Furthermore, ample evidence has shown that melatonin modulates NFE2L2 (nuclear factor, erythroid 2 like 2), HAS3 (hyaluronan synthase 3), and MTOR (mechanistic target of rapamycin kinase) complex 1 (MTORC1) to induce mitophagy. Melatonin upregulates NFE2L2 to induce NFE2L2-dependent mitophagy to heal brain injury in a murine model of subarachnoid hemorrhage (Sun, Yang, Li & Hang, 2018). Also, melatonin activates HAS3 and associated mitophagy, in a neuroblastoma N2a cell line (Lee et al., 2019). Furthermore, melatonin activates mitophagy through MTORC1 modulation, which in turn, ceases inflammation by suppressing IL1B (interleukin 1 beta) secretion upon immunopathology of traumatic brain injury (Lin et al., 2016).
Melatonin also modulates other signaling pathways to activate mitophagy.
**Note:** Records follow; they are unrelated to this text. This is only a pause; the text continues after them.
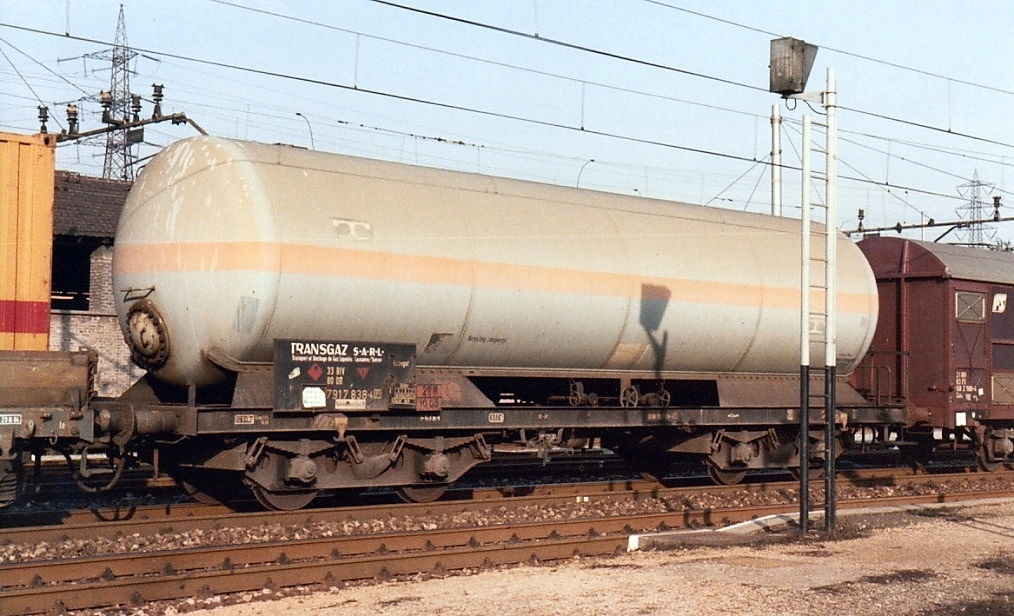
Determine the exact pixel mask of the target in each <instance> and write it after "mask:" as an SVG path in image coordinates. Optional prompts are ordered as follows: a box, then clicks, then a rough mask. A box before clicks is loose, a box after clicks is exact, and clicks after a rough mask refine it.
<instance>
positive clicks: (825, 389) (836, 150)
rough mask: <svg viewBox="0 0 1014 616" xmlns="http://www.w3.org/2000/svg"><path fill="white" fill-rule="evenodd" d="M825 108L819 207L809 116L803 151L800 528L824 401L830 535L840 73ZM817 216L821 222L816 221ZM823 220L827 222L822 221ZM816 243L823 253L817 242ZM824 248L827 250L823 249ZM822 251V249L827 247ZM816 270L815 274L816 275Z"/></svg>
mask: <svg viewBox="0 0 1014 616" xmlns="http://www.w3.org/2000/svg"><path fill="white" fill-rule="evenodd" d="M823 107H824V109H825V110H826V111H827V117H826V123H825V124H823V125H822V126H823V127H824V129H825V134H826V146H825V148H824V149H823V150H816V152H817V153H818V154H822V155H823V157H824V174H823V180H824V187H825V188H824V190H825V194H824V202H823V203H822V204H821V203H815V202H814V201H813V200H812V198H811V196H810V185H811V183H812V182H813V180H814V174H813V172H812V168H811V164H810V158H811V156H812V155H813V152H814V150H813V148H812V146H811V143H810V132H811V124H812V123H811V121H810V118H809V116H804V117H803V137H802V140H803V147H802V152H803V153H802V158H803V160H802V190H801V195H800V198H801V215H800V290H801V293H800V325H799V328H800V336H799V338H800V345H799V357H800V362H799V363H800V492H801V493H800V521H799V522H800V529H801V531H802V532H804V533H805V532H806V529H807V526H808V523H809V521H808V516H809V504H808V501H809V494H808V489H809V458H810V454H809V408H810V404H811V401H815V400H822V402H823V405H822V406H823V411H824V419H825V425H824V438H823V443H824V451H823V452H822V453H823V457H824V465H825V467H824V478H825V485H824V506H825V511H824V524H825V530H826V531H827V532H828V533H830V532H832V530H834V528H835V523H836V521H835V517H836V511H835V508H836V497H835V475H836V472H835V457H836V454H837V452H836V451H835V443H836V438H835V432H836V429H835V416H836V410H835V402H836V380H837V374H836V367H837V365H836V364H837V354H838V349H837V340H838V333H837V328H836V321H837V309H836V298H837V294H838V293H837V288H836V281H837V280H836V279H837V275H836V270H837V268H838V250H837V242H838V233H837V231H836V219H837V200H838V182H837V180H838V164H837V163H838V160H837V147H838V146H837V130H838V127H837V119H836V113H835V112H836V101H835V74H834V71H832V70H831V69H828V71H827V90H825V91H824V92H823ZM813 212H816V213H817V218H818V220H816V221H814V220H813ZM819 218H822V220H820V219H819ZM814 241H816V244H817V245H818V247H817V249H818V250H817V254H816V255H814V251H813V248H814V247H813V244H814ZM821 245H822V246H821ZM821 248H822V250H819V249H821ZM814 270H815V271H814ZM821 295H822V299H823V302H822V303H823V305H822V306H819V302H818V306H817V307H815V306H814V305H813V303H814V302H813V299H814V298H816V297H820V296H821ZM813 343H817V344H818V345H821V346H822V347H823V361H822V366H823V392H822V393H821V394H817V395H812V394H811V393H810V365H811V345H812V344H813Z"/></svg>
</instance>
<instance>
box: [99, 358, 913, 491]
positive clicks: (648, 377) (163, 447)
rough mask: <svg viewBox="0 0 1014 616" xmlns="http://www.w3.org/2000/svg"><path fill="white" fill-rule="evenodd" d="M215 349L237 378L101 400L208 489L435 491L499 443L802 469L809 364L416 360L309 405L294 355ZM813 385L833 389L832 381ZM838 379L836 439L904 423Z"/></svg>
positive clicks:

Interestingly, our group revealed that melatonin backs up the CGAS (cyclic GMP-AMP synthase)-STING1 (stimulator of interferon response cGAMP interactor 1)-TBK1 (TANK binding kinase 1) signaling pathway, leading to mitophagy reactivation involving ALDH2 (aldehyde dehydrogenase 2 family member) activation in APP- (amyloid beta precursor protein) and PSEN1 (presenilin 1)-mutant mice (Wang et al., 2020). Our study suggested the role of melatonin in rescuing myopathic changes in the heart via reinstating mitophagy. Moreover, melatonin therapy inhibits mitochondrial fission and boosts mitophagy through inhibiting NR4A1 (nuclear receptor subfamily 4 group A member 1)-PRKDC (protein kinase, DNA-activated, catalytic subunit)-TP53 (tumor protein p53) signaling pathway in nonalcoholic fatty liver disease (Zhou et al., 2018).
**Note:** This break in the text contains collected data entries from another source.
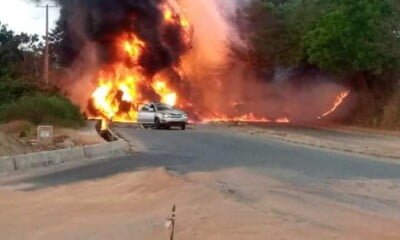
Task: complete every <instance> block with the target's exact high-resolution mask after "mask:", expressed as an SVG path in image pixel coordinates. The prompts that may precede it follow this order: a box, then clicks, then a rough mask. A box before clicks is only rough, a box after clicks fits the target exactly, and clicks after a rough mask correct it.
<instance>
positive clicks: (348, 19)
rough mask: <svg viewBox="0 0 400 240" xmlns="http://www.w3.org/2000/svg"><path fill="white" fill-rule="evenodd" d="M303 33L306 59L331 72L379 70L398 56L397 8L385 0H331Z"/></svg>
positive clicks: (366, 71) (359, 71)
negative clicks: (316, 18)
mask: <svg viewBox="0 0 400 240" xmlns="http://www.w3.org/2000/svg"><path fill="white" fill-rule="evenodd" d="M335 2H336V6H335V7H334V8H331V9H330V10H329V11H328V12H327V13H326V14H325V15H324V16H323V17H322V18H321V19H320V20H319V21H318V23H317V24H316V27H315V28H314V29H312V30H311V31H310V32H308V33H307V34H306V35H305V37H304V42H305V50H306V53H307V57H308V61H309V62H310V63H312V64H315V65H317V66H318V67H319V68H320V69H323V70H328V71H334V72H357V71H359V72H360V71H364V72H373V73H382V72H383V71H384V70H385V69H388V68H392V67H394V66H395V64H396V63H397V62H398V60H399V56H400V55H399V49H400V38H399V34H398V33H399V32H398V30H399V28H398V22H397V21H398V16H399V14H400V12H399V11H397V10H396V8H395V7H394V6H393V5H392V4H391V2H390V1H389V0H368V1H351V0H338V1H335Z"/></svg>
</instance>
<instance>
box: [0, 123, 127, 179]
mask: <svg viewBox="0 0 400 240" xmlns="http://www.w3.org/2000/svg"><path fill="white" fill-rule="evenodd" d="M106 132H107V133H108V134H110V136H112V139H113V140H114V141H111V142H106V143H100V144H95V145H89V146H84V147H76V148H70V149H60V150H55V151H48V152H37V153H29V154H21V155H15V156H5V157H0V173H8V172H16V171H21V170H28V169H33V168H40V167H47V166H51V165H59V164H62V163H66V162H74V161H85V160H94V159H102V158H111V157H118V156H123V155H125V154H127V153H128V152H130V151H131V149H130V146H129V144H128V142H127V141H125V140H122V139H119V138H118V137H117V135H116V134H115V133H113V132H112V131H111V129H108V130H107V131H106Z"/></svg>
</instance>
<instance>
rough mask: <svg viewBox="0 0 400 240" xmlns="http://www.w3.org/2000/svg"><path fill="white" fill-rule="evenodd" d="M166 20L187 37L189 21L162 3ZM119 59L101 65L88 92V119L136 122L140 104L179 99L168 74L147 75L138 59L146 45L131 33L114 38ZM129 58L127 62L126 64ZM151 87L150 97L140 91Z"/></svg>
mask: <svg viewBox="0 0 400 240" xmlns="http://www.w3.org/2000/svg"><path fill="white" fill-rule="evenodd" d="M163 9H164V16H165V24H167V25H168V24H174V25H176V24H178V25H180V26H181V28H182V32H183V36H182V37H183V40H184V41H187V42H188V41H189V36H190V24H189V22H188V21H187V20H186V19H185V18H183V17H181V16H180V15H179V14H177V13H176V12H175V10H174V9H173V8H171V7H170V6H169V5H164V6H163ZM115 45H116V50H117V52H118V56H119V59H120V61H119V62H116V63H114V64H113V65H111V66H106V67H104V68H103V69H102V70H101V71H99V73H98V76H97V84H98V87H97V88H96V89H95V90H94V92H93V94H92V95H91V99H90V103H89V111H88V115H89V117H90V118H91V119H103V120H111V121H115V122H135V121H136V120H137V112H138V108H139V106H140V105H142V104H144V103H146V102H151V101H160V102H162V103H165V104H169V105H171V106H175V105H176V104H177V102H178V94H177V92H176V90H174V89H173V88H172V87H171V86H170V84H169V79H168V78H163V77H160V76H159V75H156V76H154V77H148V76H146V75H145V74H144V73H143V70H142V69H141V67H140V66H139V63H138V61H139V59H140V57H141V56H142V54H143V52H144V51H145V50H146V48H147V46H146V43H145V42H144V41H142V40H141V39H140V38H139V37H138V36H136V35H135V34H134V33H125V34H123V35H122V36H120V37H119V38H117V40H116V44H115ZM126 60H129V64H128V65H127V64H126ZM149 89H150V90H152V91H153V92H154V93H155V94H156V95H157V98H158V99H156V98H154V99H150V98H148V96H146V95H145V94H143V91H144V90H146V91H147V92H148V90H149Z"/></svg>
Despite mitophagy activation, ample studies have revealed other mechanisms of melatonin regarding mitophagy regulation in mammalian cells. It was suggested that melatonin maintains mild induction of mitophagy through preventing excessive mitophagy induction. This notion was observed in a murine model of microvascular I/R injury, where melatonin activates PRKAA1 (protein kinase AMP-activated catalytic subunit alpha 1) to inhibit DNM1L-based mitochondrial fission. Subsequently, the VDAC1-HK2 (hexokinase 2) interaction is recovered, which results in inhibition of the mitochondrial permeability transition pore opening, and attenuation of PINK1-PRKN-dependent mitophagy (Zhou et al., 2017). It is perceived that melatonin-evoked PRKAA1-DNM1L-VDAC1-HK2-mitochondrial permeability transition pore signaling pathway is a cytoprotective mechanism that blunts excessive mitophagy-evoked cell death ensuing microvascular I/R damage.
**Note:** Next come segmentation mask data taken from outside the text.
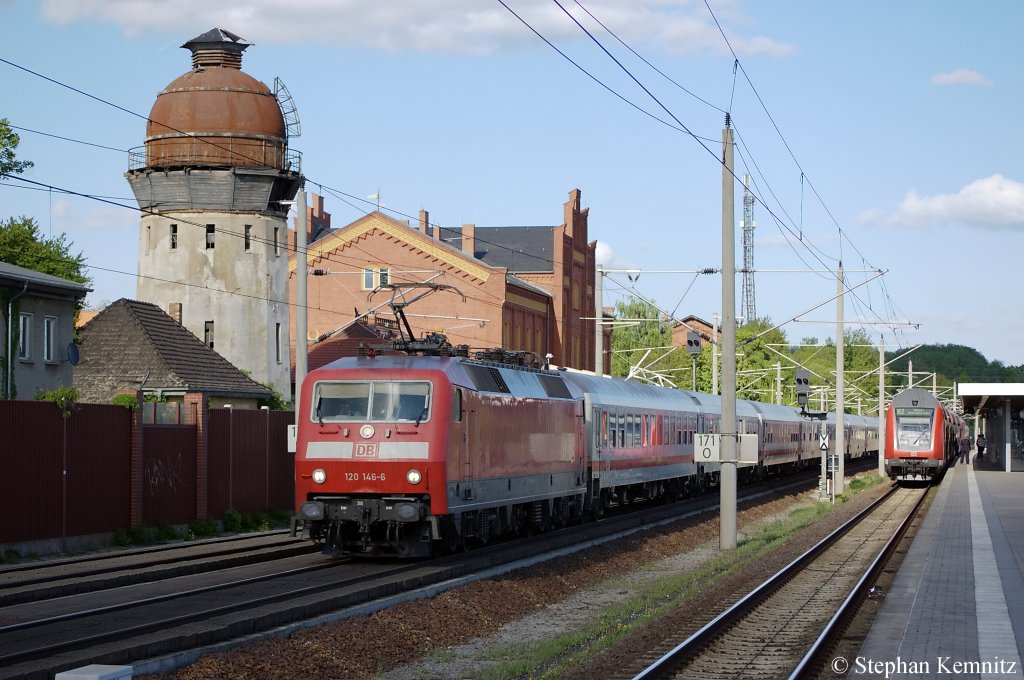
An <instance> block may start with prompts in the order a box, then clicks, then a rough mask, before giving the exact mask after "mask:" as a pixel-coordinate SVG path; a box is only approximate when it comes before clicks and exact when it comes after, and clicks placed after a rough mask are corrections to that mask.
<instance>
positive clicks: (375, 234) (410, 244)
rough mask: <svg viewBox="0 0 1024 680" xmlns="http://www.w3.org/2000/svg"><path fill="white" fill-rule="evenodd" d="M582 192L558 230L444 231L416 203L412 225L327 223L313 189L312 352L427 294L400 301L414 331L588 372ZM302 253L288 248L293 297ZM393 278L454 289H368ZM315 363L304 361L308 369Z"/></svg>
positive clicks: (294, 301)
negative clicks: (547, 359)
mask: <svg viewBox="0 0 1024 680" xmlns="http://www.w3.org/2000/svg"><path fill="white" fill-rule="evenodd" d="M580 197H581V193H580V190H579V189H573V190H572V192H570V193H569V195H568V201H567V202H566V203H565V204H564V207H563V221H562V223H561V224H559V225H557V226H504V227H479V226H476V225H475V224H464V225H462V226H461V227H441V226H437V225H432V224H430V222H429V215H428V214H427V213H426V211H421V213H420V219H419V224H418V225H416V226H413V225H411V224H409V223H408V222H404V221H398V220H395V219H392V218H391V217H388V216H387V215H385V214H383V213H381V212H373V213H370V214H369V215H366V216H365V217H361V218H359V219H357V220H355V221H354V222H352V223H350V224H347V225H345V226H343V227H340V228H332V227H331V220H330V214H328V213H326V212H325V211H324V202H323V198H322V197H317V196H315V195H313V197H312V201H311V202H310V204H311V205H310V206H309V207H308V208H307V220H306V222H307V228H308V229H309V232H308V233H307V243H308V244H309V246H308V250H307V257H308V270H309V272H310V275H309V277H308V280H307V284H308V286H307V290H308V293H307V295H308V300H307V306H308V334H307V335H308V341H309V342H310V352H311V353H310V355H311V356H312V353H313V352H314V351H315V350H317V349H318V350H319V353H321V354H322V355H331V354H332V352H330V351H324V350H323V347H321V345H322V344H323V343H332V342H333V343H339V342H340V340H339V339H340V338H348V337H349V336H350V334H351V331H353V330H354V329H355V328H356V326H364V325H366V323H367V322H371V323H372V322H373V321H374V320H375V318H387V320H389V321H393V315H392V313H391V309H390V308H389V306H388V302H389V301H391V300H392V296H394V299H395V300H396V301H398V302H402V301H411V300H413V299H414V298H417V297H419V296H421V295H422V297H420V298H419V299H417V300H416V301H415V302H413V303H411V304H410V305H409V306H408V307H407V308H406V314H407V316H408V318H409V321H410V324H411V326H412V328H413V331H414V333H415V334H416V336H417V337H419V336H422V335H423V334H424V333H428V332H441V333H444V334H446V335H447V336H449V338H450V340H451V341H452V342H453V343H454V344H468V345H469V346H470V347H471V348H473V349H486V348H492V347H502V348H505V349H511V350H523V351H528V352H532V353H535V354H536V355H537V356H538V357H539V358H540V359H541V360H542V362H543V359H544V356H545V354H548V353H550V354H552V359H551V360H552V364H555V365H558V366H567V367H571V368H580V369H586V370H593V369H594V315H595V314H594V273H595V261H594V255H595V247H596V242H589V241H588V235H587V217H588V210H585V209H582V208H581V205H580ZM297 261H298V260H297V258H296V256H295V255H294V254H293V255H292V256H291V258H290V261H289V275H290V285H289V295H290V298H289V300H290V303H291V304H292V305H294V304H295V302H296V300H295V285H294V277H295V270H296V263H297ZM389 283H390V284H431V285H436V284H440V285H443V286H446V287H450V288H442V289H439V290H434V291H429V292H428V291H427V289H425V288H424V289H403V290H402V291H401V292H397V291H396V292H392V291H390V290H377V291H376V292H375V290H376V289H377V288H378V287H379V286H381V285H382V284H389ZM401 293H403V295H402V294H401ZM424 293H427V294H426V295H423V294H424ZM292 317H293V321H292V324H293V325H294V323H295V322H294V314H293V316H292ZM392 326H393V325H392ZM292 331H293V334H292V337H293V338H294V337H296V336H295V333H294V326H293V329H292ZM362 332H364V331H362V330H361V329H359V331H358V333H359V334H361V333H362ZM605 346H608V345H607V344H606V345H605ZM335 353H337V352H335ZM293 356H294V354H293ZM293 363H294V359H293ZM317 366H318V364H315V363H314V362H313V360H310V364H309V368H310V370H312V369H314V368H316V367H317ZM605 370H607V367H605Z"/></svg>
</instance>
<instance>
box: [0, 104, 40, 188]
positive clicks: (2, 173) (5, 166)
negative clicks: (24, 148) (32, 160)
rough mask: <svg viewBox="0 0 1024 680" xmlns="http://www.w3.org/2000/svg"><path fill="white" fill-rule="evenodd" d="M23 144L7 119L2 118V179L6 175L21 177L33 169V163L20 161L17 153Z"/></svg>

More cell signaling pathways are reported to be modulated by melatonin to govern mitophagy including the MT2A (metallothionein 2A)-SIRT3-FOXO3 pathway, which inhibits mitophagy in H9c2 cells (Wu, Yang, Gao, Wang & Ma, 2020), and MAPK8 (mitogen-activated protein kinase 8)-PRKN pathway, which is negatively modulated by melatonin, and causes a cessation of excessive mitophagy induction in human HeLa cells (Chen, Liu, Li & Gao, 2018). In addition, melatonin maintains mild levels of mitophagy-associated proteins such as PRKN, BECN1, SIRT3, FOXO3, and BNIP3L, thus keeping mitophagy in check (Wu, Yang, Gao, Wang & Ma, 2020). Melatonin can also upregulate SIRT1 (sirtuin 1), as a result suppressing excessive PINK1-PRKN mitophagy (Yi, Zheng, Zhu, Cai, Sun & Zhou, 2020). Collectively, these data suggest that melatonin regulates mitophagy by two dogmas: (i) induction of a low-level activation and (ii) prevention of excessive activation, both of which, can be beneficial to cell homeostasis and inflammation suppression.